- Siege of Tarnovgrad: Part of the Bulgarian–Ottoman wars
| Date | April – 17 July 1393 (3 months) |
| Location | Tarnovo, Bulgaria |
| Result | Ottoman victory |
| Territorial changes | Tarnovo annexed by the Ottomans |

Belligerents
- Bulgarian Empire: Ottoman Empire

Commanders and leaders
- Euthymios: Bayezid I Süleyman Çelebi İsa Çelebi Mustafa Çelebi Mehmed Çelebi Musa Çelebi

= Siege of Tarnovo =

1393 capture of the Bulgarian city of Tarnovo by the Ottoman Empire

The siege of Tarnovgrad occurred in the spring of 1393 and resulted in a decisive Ottoman victory. With the fall of its capital, the Bulgarian Empire was reduced to a few fortresses along the Danube.

== The battle ==
In the spring of 1393, Bayazid I gathered his troops from Asia Minor, crossed the Dardanelles, and joined his western army, which likely included some Christian rulers from Macedonia. He entrusted the main command to his son Celebi, and ordered him to depart for Tarnovo. Suddenly, the town was besieged from all sides. The Turks threatened the citizens with fire and death if they did not surrender.

The great siege lasted for about three months, following an attack from the direction of Tsarevets, on July 17, 1393, the fortress fell to the Ottomans.
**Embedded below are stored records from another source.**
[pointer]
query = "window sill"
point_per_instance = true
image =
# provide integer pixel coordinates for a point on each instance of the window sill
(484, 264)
The Patriarch's church "Ascension of Christ" was turned into a mosque, the rest of the churches were also turned into mosques, baths, or stables. All palaces and churches of Trapezitsa were burned down and destroyed. The same fate was expected for the tzar palaces of Tsarevets; however, parts of their walls and towers were left standing until the 17th century.
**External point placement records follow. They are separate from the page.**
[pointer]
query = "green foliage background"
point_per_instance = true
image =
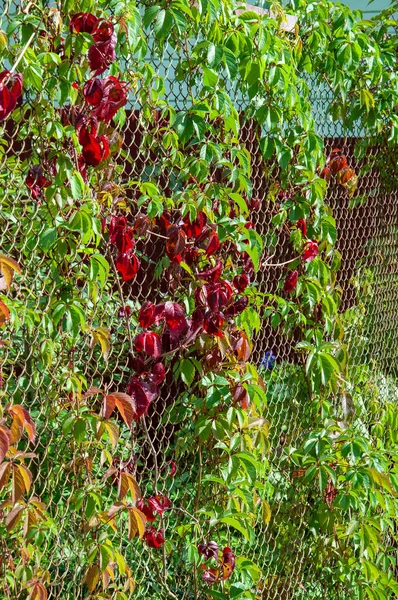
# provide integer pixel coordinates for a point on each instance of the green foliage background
(303, 484)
In the absence of Tsar Ivan Shishman, who was with the remnants of his troops in the fortress of Nikopol, the main Bulgarian leader in the town was Patriarch Evtimiy. He went to the Turkish camp with the intention of assuaging the Turkish commander, who listened politely to his pleas, but afterwards fulfilled very little of his promises. After a fierce battle, the town was captured by the Turks under Celebi.
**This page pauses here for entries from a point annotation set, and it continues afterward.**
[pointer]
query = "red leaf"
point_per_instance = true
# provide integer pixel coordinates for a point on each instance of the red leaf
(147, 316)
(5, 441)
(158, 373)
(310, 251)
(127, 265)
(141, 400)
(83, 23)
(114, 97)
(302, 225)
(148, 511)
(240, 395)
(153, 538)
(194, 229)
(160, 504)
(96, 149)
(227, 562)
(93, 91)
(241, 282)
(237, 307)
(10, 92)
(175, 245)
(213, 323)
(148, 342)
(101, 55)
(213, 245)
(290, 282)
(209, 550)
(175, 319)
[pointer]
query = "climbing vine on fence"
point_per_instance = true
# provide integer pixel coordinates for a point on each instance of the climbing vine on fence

Celebi left the town after appointing a local commander. The new governor gathered all eminent citizens and boyars under a pretense and had them all killed. According to legend, Evtimiy was sentenced to death but saved at the last minute by a miracle. It is said that Evtimiy was sentenced to beheading but as the executioner raised the sword, his hands were miraculously paralysed, and the blade fell to the ground. After leaving behind a Turkish commander to govern the town, Celebi left and joined up his army with the main army led by his father Bayazid I and they went on to capture the fortress of Nikopol. This rapid success by the Turks led a great deal of panic throughout the rest of Europe and the Pope called for a Crusade. This Crusade would be fought at Nikopol three years later in the Battle of Nicopolis.